"They're waiting for you, at times in agonizing pain and you're outside feeling the pressure to find them," said Rafael Lopez, a member of the volunteer Mexican rescue group since 1985.
"They beg for help. They cry. They scream. You try to get them to calm down so they can give you a reference of where to find them. Are they near stairs, a hallway?"
The group was founded after the 1985 earthquake that killed an estimated 9,500 people in and around Mexico City.
Two hours after simulations and drills marked the 32nd anniversary of that disaster, central Mexico on Tuesday was hit with a magnitude-7.1 quake.
At least 280 people were killed and dozens of buildings turned into dust, Mexico City Mayor Miguel Angel Mancera told CNN affiliate Foro TV.
Members pay a psychological toll
Members of Los Topos, the Mexican navy and marines and other groups have been burrowing into the ruins after the country's second major temblor in less than two weeks. Some members of Los Topos said they were on the street within an hour.
"You try to handle the victim with a lot of respect," said Ivan Barientos Salas, 35, a member since 2006.
"You try to pull them out carefully. The psychological shock hits you later."
Sometimes, bodies are gently placed on the ground. Some rescue group members say a brief prayer. Counselors are available before they return to the piles of debris.
The chance of reaching survivors diminish with each day.
There could be people trapped in at least 10 buildings in Mexico City, President Enrique Peña Nieto said Thursday. Search and rescue efforts were continuing.
'You feel a lot of uncertainty but no fear'
In the neighborhood of Lindavista, north of the city center, Barrientos late Wednesday crawled into a narrow space created after the first two floors of a building collapsed.
"You feel a lot of uncertainty but no fear," he said later. "There are paramedics there and your team has your back. You know you have a job to do. A family needs to know what happened to their loved one."
He said he eventually reached the body of a man who appeared to have been crushed while trying to escape.
"There was furniture blocking his way in a corridor and he couldn't get out when the building came down," Barrientos said.
One of the most heart-wrenching scenes this week was at Colegio Enrique Rebsamen. The three-story school building pancaked into a pile of concrete rubble on the city's south side. At least 25 bodies -- 19 of them children -- were pulled from the ruins.
For days, people were drawn to the search for a 12-year-old thought to be trapped in the elementary school.
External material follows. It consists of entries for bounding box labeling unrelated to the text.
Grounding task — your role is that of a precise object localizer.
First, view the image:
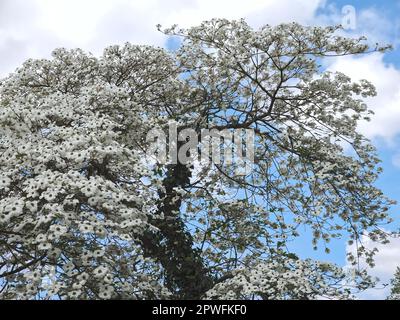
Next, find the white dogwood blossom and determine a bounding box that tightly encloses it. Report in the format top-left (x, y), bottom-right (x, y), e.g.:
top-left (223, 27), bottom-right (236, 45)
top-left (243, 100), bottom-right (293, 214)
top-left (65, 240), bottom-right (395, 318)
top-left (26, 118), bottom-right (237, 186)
top-left (0, 19), bottom-right (392, 299)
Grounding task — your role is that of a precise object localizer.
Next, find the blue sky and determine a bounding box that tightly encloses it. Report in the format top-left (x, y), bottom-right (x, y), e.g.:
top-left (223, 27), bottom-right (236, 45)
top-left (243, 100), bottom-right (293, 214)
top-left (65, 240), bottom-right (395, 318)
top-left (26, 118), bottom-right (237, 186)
top-left (0, 0), bottom-right (400, 298)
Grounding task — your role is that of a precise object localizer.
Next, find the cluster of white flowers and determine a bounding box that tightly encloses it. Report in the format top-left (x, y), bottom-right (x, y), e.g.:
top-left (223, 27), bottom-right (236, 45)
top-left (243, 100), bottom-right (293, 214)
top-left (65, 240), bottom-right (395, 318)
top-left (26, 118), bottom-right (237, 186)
top-left (0, 19), bottom-right (392, 299)
top-left (205, 257), bottom-right (371, 300)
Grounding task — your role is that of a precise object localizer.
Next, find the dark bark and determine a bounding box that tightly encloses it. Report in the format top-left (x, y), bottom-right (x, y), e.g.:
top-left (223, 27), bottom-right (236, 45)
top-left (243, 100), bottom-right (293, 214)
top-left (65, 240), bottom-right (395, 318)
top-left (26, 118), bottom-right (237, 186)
top-left (142, 164), bottom-right (213, 299)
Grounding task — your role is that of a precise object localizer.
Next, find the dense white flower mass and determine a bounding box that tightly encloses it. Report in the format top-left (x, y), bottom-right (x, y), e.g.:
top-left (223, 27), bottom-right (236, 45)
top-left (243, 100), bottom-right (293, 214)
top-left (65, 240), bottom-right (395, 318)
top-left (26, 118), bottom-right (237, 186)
top-left (0, 20), bottom-right (391, 299)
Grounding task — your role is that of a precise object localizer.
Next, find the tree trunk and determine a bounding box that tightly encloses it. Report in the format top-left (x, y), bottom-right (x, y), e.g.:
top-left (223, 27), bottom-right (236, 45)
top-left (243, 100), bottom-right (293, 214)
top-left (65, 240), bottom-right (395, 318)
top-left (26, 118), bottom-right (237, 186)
top-left (142, 164), bottom-right (214, 299)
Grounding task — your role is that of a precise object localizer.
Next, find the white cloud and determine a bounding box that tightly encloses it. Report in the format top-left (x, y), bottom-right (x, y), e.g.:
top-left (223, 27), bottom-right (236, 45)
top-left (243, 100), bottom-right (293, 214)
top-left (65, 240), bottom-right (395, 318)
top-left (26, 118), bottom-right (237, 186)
top-left (392, 153), bottom-right (400, 168)
top-left (329, 53), bottom-right (400, 143)
top-left (0, 0), bottom-right (324, 76)
top-left (346, 235), bottom-right (400, 300)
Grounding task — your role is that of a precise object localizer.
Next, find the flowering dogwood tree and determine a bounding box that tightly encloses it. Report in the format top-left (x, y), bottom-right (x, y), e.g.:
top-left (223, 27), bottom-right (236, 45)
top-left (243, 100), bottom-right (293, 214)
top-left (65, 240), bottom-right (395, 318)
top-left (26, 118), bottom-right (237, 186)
top-left (0, 19), bottom-right (392, 299)
top-left (387, 267), bottom-right (400, 300)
The search ended Thursday after officials said all students had been accounted for.
Still, there are indications that someone may still be alive in the rubble, Mexico's naval sub-secretary Angel Enrique Sarmiento said Thursday.
"The children, most times, they have more chance to live than we the old people," said Héctor Méndez, 70, who was one of the founders of Los Topos.
"The boys, they want to be alive and I know that. And that is why we are here working hard."
Volunteers bring specialties to the task
Standing at dusk in a half-torn orange jumpsuit -- the trademark uniform of Los Topos -- Méndez said entering the rubble is like "crawling inside like a lizard in a hole."
Méndez said he was proud of how his fellow countrymen had responded to the disaster.
"Society changed in 1985 after that earthquake," he said. "It was a kind of cleaning. Because suffering cleans your spirit... So Mexican society now is a kind of catharsis -- kind of a social catharsis, you see."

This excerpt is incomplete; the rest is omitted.